The Case Against Associated Newspapers
A number of high profile individuals including Prince Harry, Baroness Doreen Lawrence and Elton John have brought proceedings against Associated Newspapers, proprietor of the Daily Mail and The Mail on Sunday, alleging unlawful information gathering.
This unlawful information gathering is alleged to have involved the illicit interception of voicemail messages, “blagging” (the obtaining of private information such as telephone bills or bank records through deception), private investigation and the authorising of breaking and entering into private property.
The allegations made by claimants against Associated Newspapers date back to 1993 but are believed to have continued “beyond until 2018”. They are in the tort of misuse of private information.
The arguments posed by Associated Newspapers
One of the arguments made by the defendant’s legal team is that the claims are “time barred”. The limitation period for privacy claims is six years, which is the standard tort limitation period. Thus, given that Associated Newspapers are alleged to have conducted its illicit activities as far back as 1993, it has argued that the claims set out against it are, quite simply, way out of time. Most notably, Associated Newspapers have argued that the claimants could well have known that they had a claim earlier “with reasonable diligence”.
In addition, Associated Newspapers have completely denied the allegations made against the publisher and have argued that it did not undertake any unlawful information gathering as alleged. This contrasts with other ongoing unlawful information gathering litigation, such as against the Mirror Group Newspapers, where in the leading trial in this area Gulati & ors v MGN in which Taylor Hampton acted for Shobna Gulati, the defendant did concede liability: Gulati & ors v MGN [2015] EWHC 1482 (Ch), paragraph 2.
Further or in the alternative
These two different arguments made by Associates Newspapers are being run concurrently. It is both denying liability wholeheartedly and arguing that the claims made against it are statute barred.
Essentially, the argument is: X is not true, but if it is true then it does not matter because of Y.
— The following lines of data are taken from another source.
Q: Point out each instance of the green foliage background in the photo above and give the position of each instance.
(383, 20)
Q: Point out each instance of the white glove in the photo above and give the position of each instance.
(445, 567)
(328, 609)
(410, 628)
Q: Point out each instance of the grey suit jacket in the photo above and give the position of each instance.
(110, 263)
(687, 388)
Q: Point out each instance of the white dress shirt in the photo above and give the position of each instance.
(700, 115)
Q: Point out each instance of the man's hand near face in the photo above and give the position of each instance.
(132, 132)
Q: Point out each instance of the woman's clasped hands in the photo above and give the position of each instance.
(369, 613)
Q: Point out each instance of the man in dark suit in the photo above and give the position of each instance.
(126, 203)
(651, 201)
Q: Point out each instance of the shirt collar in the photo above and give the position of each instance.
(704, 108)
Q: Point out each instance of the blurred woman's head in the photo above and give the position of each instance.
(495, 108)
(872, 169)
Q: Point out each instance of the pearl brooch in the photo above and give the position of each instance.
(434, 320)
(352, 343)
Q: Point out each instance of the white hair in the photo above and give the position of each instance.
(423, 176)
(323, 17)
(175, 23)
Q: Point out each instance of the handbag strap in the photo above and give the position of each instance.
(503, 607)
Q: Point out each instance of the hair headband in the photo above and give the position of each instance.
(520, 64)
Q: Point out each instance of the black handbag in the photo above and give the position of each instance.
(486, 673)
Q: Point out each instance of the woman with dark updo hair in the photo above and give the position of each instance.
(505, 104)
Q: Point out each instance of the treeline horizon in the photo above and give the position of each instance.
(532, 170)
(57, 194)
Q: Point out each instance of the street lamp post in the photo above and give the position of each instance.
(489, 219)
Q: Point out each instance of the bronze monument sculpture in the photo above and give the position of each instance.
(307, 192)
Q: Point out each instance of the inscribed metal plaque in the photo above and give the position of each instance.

There is nothing to prevent Associated Newspapers making these two parallel arguments. If one defence does not work, then an alternative defence may be put forward independently of the previous defence. This is known as arguing further or in the alternative, where one asserts alternative factual statements. This occurred successfully in the case of Binks v Securicor, as Mr Justice Maurice Kay stated that there is no need to “exclude altogether the possibility of pleading factual alternatives”: Binks v Securicor [2003] EWCA Civ 993, paragraph 18.